Alguns comentaristas chegaram a declarar que o termo “gay” implica que um padre deve ser sexualmente ativo. Quando eu uso o termo, um “padre gay” significa simplesmente um padre ordenado que tem uma orientação homossexual.
O furor latente há muito tempo contra os padres gays e a suposta “subcultura homossexual” ou a “Máfia Rosa” foi alimentado até se tornar um incêndio que ameaça engolfar não apenas os padres gays fiéis, mas também, de forma mais ampla, as pessoas LGBT.
Embora o desprezo dirigido ao clero gay venha de apenas um punhado de cardeais, bispos e padres, assim como de um subconjunto de comentaristas católicos, ele é tão intenso quanto perigoso. “É hora de admitir que há uma subcultura homossexual dentro da hierarquia da Igreja Católica que está causando uma grande devastação na vinha do Senhor”, escreveu Dom Robert Morlino, bispo de Madison, Wisconsin.

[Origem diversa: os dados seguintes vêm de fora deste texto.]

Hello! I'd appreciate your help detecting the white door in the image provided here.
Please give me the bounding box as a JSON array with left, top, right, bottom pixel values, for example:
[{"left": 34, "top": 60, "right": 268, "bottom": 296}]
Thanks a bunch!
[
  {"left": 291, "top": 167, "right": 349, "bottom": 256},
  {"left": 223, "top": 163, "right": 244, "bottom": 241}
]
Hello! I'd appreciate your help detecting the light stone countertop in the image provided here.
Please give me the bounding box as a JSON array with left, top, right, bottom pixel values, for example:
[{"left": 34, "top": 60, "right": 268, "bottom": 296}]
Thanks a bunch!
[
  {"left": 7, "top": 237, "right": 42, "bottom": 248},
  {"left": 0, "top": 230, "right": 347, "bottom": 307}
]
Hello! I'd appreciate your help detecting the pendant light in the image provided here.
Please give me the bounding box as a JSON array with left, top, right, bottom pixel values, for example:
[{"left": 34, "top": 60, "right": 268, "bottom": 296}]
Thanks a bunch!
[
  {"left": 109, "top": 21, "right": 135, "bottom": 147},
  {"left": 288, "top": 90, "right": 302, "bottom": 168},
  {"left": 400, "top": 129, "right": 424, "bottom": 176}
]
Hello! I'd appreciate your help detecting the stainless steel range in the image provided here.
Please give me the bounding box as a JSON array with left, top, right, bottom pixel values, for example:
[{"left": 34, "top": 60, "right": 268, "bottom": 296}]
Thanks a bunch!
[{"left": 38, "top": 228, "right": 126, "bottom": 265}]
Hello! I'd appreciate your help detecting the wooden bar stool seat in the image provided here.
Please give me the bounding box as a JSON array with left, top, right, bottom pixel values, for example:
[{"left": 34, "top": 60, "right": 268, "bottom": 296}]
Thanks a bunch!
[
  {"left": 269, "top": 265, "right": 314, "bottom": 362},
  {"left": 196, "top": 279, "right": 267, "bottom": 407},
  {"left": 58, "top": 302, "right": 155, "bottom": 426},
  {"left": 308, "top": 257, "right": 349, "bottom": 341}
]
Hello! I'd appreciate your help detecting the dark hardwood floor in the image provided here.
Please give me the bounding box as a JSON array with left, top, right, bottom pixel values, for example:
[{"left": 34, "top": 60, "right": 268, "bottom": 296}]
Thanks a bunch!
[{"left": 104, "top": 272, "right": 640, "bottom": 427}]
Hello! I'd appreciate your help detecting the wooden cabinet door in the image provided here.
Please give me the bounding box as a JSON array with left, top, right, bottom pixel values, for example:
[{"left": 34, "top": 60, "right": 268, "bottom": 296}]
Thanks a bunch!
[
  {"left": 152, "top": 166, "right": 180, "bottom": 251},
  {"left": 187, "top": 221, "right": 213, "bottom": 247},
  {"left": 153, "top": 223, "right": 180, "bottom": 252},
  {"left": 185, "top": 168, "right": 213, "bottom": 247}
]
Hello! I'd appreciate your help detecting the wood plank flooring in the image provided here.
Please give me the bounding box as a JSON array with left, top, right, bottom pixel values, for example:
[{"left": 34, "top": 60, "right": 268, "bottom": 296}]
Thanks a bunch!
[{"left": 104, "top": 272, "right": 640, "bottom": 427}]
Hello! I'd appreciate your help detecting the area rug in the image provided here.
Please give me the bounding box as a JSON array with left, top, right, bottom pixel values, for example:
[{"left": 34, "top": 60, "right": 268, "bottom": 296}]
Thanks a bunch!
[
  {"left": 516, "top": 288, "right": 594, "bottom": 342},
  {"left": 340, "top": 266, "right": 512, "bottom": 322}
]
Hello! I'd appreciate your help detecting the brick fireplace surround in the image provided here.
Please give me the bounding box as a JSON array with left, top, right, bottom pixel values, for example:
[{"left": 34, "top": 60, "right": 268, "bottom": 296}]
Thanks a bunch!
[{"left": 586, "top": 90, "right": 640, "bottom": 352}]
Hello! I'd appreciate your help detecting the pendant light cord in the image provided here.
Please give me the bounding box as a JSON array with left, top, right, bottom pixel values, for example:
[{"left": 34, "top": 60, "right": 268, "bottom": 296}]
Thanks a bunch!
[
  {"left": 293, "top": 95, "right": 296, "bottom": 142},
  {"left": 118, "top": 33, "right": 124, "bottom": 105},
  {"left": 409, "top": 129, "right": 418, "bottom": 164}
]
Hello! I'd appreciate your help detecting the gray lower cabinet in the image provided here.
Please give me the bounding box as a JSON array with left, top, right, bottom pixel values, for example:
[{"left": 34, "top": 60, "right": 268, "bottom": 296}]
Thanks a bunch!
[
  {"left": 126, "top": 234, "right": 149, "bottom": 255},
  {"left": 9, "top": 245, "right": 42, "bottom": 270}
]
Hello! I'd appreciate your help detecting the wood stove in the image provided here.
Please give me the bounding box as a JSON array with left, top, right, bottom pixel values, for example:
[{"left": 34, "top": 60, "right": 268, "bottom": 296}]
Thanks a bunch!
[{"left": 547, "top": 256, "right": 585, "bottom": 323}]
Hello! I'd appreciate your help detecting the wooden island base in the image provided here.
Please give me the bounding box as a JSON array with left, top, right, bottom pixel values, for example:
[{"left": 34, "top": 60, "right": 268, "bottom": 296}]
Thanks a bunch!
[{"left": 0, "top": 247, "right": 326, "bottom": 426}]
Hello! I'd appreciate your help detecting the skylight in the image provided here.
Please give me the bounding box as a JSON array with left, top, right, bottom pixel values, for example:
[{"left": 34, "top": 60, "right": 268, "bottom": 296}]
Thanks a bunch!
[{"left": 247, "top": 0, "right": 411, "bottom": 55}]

Um bispo suíço, Marian Eleganti, declarou que as “redes” de padres gays na Igreja devem ser investigadas antes que a “grande purificação” possa começar. Um bispo do Cazaquistão, Athanasius Schneider, ao listar remédios para o abuso por parte do clero, começou com este: “Purificar sem restrições a Cúria Romana e o episcopado de grupelhos e redes homossexuais”. O cardeal Raymond Burke, o influente ex-arcebispo de St. Louis, disse: “Existe uma cultura homossexual não apenas entre o clero, mas até mesmo dentro da hierarquia, que precisa ser purificada na raiz”.
Michael Hichborn, presidente do Instituto Lepanto, leva isso à sua inevitável conclusão, dizendo à Associated Press que o que é necessário é “uma remoção completa e abrangente de todos os clérigos homossexuais na Igreja”.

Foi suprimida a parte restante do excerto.